Nicht nur im Schiffsbau, auch in Sachen Wissenschaft hat man sich mit der SDA viel Mühe gegeben. Als erstes Forschungsschiff überhaupt lassen sich auf ihr Wasserproben ohne Metallkontakt sammeln und analysieren, mit einer stahlfreien CTD-Rosette und einem metallfreien Labor. Das ist wichtig, weil die Wissenschaft heute immer mehr darüber lernt, welche große Rolle Metalle in den biogeochemischen Prozessen spielen, die im Ozean aber nur in Spuren vorkommen. Schon ein Handy im metallfreien Labor kann die Proben verunreinigen, umso mehr, wenn das ganze Messinstrument aus Stahl besteht.

Unter dem Schiff hängen mehrere Sonare, mit denen man zum Beispiel Krillschwärme in 3D sehen kann. Insgesamt sind 750 Quadratmeter der Schiffsfläche als Labor eingerichtet, plus Platz für 10 Laborcontainer auf dem riesigen Arbeitsdeck. Außerdem an Bord: Stahlseil für Proben in bis zu 8000 Metern Tiefe, fünf Kräne, um gleich mehrere Instrumente gleichzeitig über die Reling schicken zu können, und ein riesiges Kolbenlot, das sich 42 Meter tief in den Meeresgrund bohren kann, um Proben zu nehmen.

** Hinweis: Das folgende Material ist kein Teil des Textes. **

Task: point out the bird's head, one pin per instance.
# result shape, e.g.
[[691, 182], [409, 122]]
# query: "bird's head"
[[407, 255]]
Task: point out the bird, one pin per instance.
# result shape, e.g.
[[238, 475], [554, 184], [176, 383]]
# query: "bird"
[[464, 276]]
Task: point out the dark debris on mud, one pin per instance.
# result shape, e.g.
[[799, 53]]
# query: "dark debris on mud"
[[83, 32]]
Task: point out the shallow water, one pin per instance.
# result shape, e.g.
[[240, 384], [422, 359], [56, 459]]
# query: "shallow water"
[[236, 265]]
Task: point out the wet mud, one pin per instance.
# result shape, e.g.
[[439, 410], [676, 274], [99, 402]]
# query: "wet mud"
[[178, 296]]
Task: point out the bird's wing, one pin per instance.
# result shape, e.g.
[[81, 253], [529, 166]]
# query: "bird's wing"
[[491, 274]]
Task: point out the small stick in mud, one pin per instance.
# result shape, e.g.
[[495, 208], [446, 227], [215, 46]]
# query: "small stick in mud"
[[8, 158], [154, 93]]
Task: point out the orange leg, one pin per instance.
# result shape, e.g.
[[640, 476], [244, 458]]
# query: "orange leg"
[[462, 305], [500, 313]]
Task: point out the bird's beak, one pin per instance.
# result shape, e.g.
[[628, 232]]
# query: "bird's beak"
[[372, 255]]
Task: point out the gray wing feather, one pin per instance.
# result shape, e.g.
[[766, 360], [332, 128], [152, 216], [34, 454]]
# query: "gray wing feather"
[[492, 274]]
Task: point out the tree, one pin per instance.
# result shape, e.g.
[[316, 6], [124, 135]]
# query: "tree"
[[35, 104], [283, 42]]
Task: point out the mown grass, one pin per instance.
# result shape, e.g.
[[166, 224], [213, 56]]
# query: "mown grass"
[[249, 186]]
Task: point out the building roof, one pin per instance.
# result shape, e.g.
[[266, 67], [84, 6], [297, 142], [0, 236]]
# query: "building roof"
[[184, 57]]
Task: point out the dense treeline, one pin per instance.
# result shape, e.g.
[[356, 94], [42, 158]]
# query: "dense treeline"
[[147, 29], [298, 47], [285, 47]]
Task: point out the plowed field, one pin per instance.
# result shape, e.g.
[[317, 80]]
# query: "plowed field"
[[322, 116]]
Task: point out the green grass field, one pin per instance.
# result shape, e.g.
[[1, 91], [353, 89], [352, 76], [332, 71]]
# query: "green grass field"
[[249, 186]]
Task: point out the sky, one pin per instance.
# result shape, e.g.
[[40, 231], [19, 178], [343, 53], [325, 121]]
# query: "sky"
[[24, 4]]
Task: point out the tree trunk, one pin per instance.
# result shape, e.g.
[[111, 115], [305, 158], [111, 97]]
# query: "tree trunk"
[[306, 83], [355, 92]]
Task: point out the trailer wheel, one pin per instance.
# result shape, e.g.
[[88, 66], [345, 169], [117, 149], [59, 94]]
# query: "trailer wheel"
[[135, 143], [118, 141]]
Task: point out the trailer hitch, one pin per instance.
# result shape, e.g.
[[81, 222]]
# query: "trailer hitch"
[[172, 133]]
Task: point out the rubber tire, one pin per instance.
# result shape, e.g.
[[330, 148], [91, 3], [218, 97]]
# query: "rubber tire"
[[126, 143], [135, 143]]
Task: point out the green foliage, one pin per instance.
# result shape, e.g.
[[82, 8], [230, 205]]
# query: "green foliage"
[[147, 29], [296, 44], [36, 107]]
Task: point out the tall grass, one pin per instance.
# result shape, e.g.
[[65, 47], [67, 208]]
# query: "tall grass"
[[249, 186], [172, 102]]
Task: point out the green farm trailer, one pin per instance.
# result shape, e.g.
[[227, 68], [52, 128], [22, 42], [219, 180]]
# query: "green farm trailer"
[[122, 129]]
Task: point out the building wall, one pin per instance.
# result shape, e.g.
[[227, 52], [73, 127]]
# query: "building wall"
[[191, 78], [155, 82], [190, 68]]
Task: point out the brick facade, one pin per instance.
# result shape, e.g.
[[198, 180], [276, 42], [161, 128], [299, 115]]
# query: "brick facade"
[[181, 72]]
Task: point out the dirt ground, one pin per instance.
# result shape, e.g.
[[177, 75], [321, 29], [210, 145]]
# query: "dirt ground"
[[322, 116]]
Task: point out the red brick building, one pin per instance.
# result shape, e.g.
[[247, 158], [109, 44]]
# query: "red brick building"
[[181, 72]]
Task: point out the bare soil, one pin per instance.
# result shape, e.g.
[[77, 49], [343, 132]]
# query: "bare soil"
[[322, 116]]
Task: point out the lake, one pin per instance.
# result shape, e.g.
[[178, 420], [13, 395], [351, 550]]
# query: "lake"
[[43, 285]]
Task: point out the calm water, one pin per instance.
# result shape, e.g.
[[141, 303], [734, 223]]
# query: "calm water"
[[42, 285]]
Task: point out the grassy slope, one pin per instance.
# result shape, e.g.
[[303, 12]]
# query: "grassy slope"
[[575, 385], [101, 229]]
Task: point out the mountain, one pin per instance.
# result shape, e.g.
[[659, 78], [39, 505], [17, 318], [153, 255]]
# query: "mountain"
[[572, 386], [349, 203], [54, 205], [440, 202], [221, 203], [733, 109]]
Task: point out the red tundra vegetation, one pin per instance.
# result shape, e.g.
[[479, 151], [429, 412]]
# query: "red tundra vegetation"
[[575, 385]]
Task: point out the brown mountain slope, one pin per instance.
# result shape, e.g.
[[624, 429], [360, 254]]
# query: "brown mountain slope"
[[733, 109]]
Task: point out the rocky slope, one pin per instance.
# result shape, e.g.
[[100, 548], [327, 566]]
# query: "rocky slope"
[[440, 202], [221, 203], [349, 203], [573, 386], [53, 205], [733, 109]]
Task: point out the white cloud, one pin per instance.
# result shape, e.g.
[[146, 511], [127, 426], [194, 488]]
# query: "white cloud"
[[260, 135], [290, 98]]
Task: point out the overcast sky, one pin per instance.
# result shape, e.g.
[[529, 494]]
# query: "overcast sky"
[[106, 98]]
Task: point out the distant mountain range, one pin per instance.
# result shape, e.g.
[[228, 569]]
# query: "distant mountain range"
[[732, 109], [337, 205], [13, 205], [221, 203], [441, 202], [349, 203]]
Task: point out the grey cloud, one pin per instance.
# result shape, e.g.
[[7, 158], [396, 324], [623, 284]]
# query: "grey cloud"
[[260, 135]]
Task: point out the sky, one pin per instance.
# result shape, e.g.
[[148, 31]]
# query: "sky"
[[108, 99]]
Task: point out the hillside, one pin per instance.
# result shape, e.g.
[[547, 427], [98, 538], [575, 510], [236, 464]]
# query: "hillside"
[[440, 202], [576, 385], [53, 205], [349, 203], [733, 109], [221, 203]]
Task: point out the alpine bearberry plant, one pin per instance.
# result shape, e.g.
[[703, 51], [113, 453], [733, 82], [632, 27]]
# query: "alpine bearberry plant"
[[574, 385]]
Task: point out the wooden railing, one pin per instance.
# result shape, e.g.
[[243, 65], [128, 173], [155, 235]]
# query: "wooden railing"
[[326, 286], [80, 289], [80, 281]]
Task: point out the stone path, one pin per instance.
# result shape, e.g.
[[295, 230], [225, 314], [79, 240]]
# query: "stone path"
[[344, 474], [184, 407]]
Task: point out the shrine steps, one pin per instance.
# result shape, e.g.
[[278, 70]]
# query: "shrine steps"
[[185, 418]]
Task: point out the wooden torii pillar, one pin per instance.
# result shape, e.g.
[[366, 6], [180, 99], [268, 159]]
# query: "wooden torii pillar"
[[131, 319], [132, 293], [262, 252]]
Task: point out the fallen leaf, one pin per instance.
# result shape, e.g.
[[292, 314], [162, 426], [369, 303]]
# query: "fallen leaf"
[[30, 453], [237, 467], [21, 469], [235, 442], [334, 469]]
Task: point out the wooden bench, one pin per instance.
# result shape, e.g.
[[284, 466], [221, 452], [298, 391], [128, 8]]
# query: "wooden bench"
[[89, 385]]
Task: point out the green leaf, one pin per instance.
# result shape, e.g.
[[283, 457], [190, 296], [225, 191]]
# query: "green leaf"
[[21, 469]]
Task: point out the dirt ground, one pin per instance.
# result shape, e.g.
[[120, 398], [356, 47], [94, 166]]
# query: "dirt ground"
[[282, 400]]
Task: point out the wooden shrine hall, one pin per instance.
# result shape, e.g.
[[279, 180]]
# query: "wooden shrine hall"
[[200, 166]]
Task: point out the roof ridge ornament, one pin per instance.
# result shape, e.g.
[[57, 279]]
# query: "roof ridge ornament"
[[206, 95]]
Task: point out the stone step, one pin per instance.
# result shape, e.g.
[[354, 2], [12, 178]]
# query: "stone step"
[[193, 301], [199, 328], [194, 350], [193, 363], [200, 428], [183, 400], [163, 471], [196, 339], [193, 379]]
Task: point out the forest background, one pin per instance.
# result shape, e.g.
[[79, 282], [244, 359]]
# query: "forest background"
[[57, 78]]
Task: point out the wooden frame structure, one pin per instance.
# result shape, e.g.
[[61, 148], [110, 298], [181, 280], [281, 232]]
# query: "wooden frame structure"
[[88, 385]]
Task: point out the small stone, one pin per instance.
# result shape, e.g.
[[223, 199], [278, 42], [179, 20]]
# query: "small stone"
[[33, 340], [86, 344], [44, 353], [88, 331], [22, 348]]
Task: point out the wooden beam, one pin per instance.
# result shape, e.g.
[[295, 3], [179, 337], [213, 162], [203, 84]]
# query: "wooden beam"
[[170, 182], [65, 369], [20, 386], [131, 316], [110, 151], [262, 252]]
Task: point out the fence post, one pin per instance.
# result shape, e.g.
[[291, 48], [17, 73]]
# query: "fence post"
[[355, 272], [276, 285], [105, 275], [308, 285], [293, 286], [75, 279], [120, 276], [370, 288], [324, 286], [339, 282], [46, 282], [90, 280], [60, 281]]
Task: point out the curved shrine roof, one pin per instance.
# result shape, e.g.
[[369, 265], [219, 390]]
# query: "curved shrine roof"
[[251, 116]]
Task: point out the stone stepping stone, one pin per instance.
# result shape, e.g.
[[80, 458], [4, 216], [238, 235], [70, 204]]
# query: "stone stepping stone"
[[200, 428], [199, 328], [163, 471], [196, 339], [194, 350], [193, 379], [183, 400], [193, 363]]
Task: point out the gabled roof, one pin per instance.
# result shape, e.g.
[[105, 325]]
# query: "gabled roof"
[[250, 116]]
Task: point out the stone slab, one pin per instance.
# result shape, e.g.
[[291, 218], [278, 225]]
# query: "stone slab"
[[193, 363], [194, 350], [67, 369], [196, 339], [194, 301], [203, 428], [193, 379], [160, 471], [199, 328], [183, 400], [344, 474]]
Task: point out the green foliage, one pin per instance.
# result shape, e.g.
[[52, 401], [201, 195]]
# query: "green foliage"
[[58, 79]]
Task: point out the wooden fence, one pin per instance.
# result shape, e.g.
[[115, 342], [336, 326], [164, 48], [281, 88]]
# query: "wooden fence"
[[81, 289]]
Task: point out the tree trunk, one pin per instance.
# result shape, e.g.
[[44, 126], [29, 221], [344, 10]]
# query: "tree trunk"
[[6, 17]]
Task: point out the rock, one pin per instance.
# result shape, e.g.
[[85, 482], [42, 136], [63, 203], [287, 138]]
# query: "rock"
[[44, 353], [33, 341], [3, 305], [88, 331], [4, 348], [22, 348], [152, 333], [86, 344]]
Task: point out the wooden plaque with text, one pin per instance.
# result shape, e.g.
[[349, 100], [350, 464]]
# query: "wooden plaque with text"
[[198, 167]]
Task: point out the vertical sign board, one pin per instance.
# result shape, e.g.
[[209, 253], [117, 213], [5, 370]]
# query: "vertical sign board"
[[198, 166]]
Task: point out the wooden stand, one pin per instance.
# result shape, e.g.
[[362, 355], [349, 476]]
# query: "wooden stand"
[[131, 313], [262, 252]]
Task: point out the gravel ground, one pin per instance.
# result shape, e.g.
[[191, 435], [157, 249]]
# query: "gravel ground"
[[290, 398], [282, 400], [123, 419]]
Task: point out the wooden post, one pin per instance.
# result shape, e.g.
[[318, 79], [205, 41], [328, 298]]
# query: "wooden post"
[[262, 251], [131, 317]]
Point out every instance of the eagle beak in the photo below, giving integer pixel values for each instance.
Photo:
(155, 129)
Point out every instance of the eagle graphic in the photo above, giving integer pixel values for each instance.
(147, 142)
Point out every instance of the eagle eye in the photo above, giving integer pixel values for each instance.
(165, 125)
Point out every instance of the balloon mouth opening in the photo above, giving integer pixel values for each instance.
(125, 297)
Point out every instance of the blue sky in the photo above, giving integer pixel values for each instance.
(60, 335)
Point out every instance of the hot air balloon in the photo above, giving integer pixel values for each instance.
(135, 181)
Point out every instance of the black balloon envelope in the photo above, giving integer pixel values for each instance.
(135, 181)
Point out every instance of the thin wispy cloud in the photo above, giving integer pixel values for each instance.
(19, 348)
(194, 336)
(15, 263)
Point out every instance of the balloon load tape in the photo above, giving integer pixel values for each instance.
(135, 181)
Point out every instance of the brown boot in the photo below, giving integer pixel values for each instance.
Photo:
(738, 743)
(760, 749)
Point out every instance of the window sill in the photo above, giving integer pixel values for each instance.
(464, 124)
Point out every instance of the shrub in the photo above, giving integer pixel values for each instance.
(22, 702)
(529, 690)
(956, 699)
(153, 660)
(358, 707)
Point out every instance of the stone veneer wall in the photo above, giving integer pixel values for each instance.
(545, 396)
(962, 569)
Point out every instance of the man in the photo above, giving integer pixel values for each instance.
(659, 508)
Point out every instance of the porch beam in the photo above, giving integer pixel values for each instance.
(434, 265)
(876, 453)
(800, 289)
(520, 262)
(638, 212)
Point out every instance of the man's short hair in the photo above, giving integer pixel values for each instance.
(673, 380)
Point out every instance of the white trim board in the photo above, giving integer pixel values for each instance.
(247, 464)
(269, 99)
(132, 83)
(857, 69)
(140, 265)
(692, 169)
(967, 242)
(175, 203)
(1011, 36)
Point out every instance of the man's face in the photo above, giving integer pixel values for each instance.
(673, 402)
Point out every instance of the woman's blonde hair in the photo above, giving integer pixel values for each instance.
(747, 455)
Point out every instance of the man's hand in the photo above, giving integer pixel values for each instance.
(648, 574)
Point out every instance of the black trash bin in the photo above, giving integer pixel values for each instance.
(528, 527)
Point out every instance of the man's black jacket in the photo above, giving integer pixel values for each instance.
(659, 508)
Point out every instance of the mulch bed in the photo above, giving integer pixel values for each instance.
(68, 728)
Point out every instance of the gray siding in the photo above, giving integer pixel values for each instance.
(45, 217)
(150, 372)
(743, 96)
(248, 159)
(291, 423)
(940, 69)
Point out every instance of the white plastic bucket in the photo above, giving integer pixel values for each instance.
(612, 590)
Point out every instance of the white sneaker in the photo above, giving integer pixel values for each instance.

Aber nicht alles funktioniert auch schon. Das Unterwassersystem, das eigentlich konstant frisches Seewasser für Experimente in die Labore leiten sollte, verstopft immerzu. Sehr zum Leidwesen derer, die damit arbeiten wollen: Zwischen den WhatsApp-Nachrichten "Unterwassersystem ist an!" und "Ist wieder aus!" liegen manchmal nur Minuten, um hinunterzurennen und die Instrumente an- oder abzuschalten. Und der vier mal vier Meter große "Mondpool", der auf anderen Forschungsschiffen oft eine dunkle Luke ganz unten im Schiffsbauch ist und sich hier imposant vom Arbeitsdeck aus öffnen und ausfahren lässt, ist genauso eine Legende wie Boaty McBoatface: Auf dieser Fahrt hat ihn noch niemand gesehen. Er ist kaputt.